А потом наступил самый короткий день в году, и было съедено мясо коня и выпито пиво. Люди разложили на дворе костры, плясали и веселились, кто как умел. Один Халльгрим просидел сиднем все три дня, вертя в руках полупустой рог. Малыш Скегги хотел было сказать при нём только что сложенную хвалебную песнь о битве с Рунольвом. Но не посмел – и сказал её только Ас-стейнн-ки. И та одобрила, хотя поняла не более чем наполовину.
А когда его спрашивали, отчего невесел, Халльгрим отвечал односложно: раны, мол, не все ещё затянулись, болят.
Часть вторая
Звениславка, особенно по первости, всякий раз выскакивала взглянуть на чудо... Хельги выходил следом и, кажется, смотрел больше на неё, чем на небо. Потом он объяснил ей природу этих огней:
– Где-то совершаются большие дела, и туда спешат девы-валькирии... А мы видим отблеск их оружия и брони!
Большие дела и вправду творились. Но только не на севере, а на юге, в Вике, где утверждал свою власть Харальд Косматый.
Весной, когда прилетели лебеди и фиорд очистился ото льда, на сторожевых скалах загорелись дымные костры: в море показались чужие корабли.
Кораблей было два... И паруса у них оказались полосатыми, красными с белым, с широкими синими поперечинами наверху. Под такими парусами ходил Гудмунд Счастливый, старый товарищ Виглафа Ворона.
В Сэхейме широко раскрыли морские ворота, чтобы принять гостей. А женщины стали спешно завешивать стены и готовить угощение. Херсиру следовало оказать достойный приём! Олав кормщик на всякий случай заглянул в корабельный сарай – проведать чёрный корабль; быть может, Гудмунд снаряжался в дальний поход и шёл пригласить с собой Халльгрима или Хельги.

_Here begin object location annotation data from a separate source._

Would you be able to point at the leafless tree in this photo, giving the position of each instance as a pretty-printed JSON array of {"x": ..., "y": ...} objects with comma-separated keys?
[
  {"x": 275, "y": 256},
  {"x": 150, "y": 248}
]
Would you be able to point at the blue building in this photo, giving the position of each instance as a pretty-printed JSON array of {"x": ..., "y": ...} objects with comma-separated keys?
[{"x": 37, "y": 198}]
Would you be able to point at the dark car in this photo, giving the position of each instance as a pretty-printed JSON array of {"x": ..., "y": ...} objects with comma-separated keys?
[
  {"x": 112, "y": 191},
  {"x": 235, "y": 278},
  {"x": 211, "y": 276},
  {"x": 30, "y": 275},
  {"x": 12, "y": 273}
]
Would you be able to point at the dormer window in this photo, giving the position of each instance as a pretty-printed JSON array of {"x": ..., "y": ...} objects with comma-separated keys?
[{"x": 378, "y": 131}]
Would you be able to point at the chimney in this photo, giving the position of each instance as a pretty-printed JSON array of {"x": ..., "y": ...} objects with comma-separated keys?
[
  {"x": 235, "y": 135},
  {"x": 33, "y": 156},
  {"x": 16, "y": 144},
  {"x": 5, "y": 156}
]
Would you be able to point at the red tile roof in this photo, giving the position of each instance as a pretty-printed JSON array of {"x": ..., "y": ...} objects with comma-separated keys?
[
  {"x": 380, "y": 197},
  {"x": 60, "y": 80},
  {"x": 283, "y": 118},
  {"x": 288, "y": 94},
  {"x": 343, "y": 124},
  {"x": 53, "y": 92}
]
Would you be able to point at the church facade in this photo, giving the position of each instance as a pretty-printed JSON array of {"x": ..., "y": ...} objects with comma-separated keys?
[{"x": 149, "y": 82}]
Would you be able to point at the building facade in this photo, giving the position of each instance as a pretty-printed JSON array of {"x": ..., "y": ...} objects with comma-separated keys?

Когда драккары показались перед двором, Халльгрим сразу приметил, что шли они тяжеловато. Так, как будто Гудмунд нагрузил их добром для торговли или только что взял добычу. Корабли вошли в бухту и причалили, и Гудмунд херсир спустился по сходням.
Был он невысокого роста, темноволос и кудряв. И чуть согнут в спине не то болезнью, не то горем. А может, тем и другим сразу... Гудмунд совсем не выглядел могучим бойцом. Но братья знали, что он повсюду возил с собой панцирь, выложенный позолоченными чешуйками. К такому панцирю всегда устремляется отчаянный враг – и потому-то великое мужество нужно, чтобы раз за разом надевать его в бой!
– Здравствуй, Гудмунд херсир Счастливый, – сказал ему Халльгрим, приветствуя знатного гостя. – Велико ли нынче благополучие на твоих островах?
– И ты здравствуй, Виглафссон, – ответил Гудмунд.
Голос у него был надсаженный и скрипучий. Он смотрел на рослого Халльгрима снизу вверх. – Это хорошо, что ты оправился от ран и опять можешь сражаться...
Его люди сходили с кораблей и дружески обнимались с торсфиордцами. С давнишних пор среди них было немало друзей. Но если бы Халльгрим послушал, о чём они говорили, он сразу понял бы, что на сей раз они не привезли добрых вестей... Однако Халльгрим не слушал. Вождь узнаёт новости от вождя. А вожди не считают приличным рассказывать, стоя воротах.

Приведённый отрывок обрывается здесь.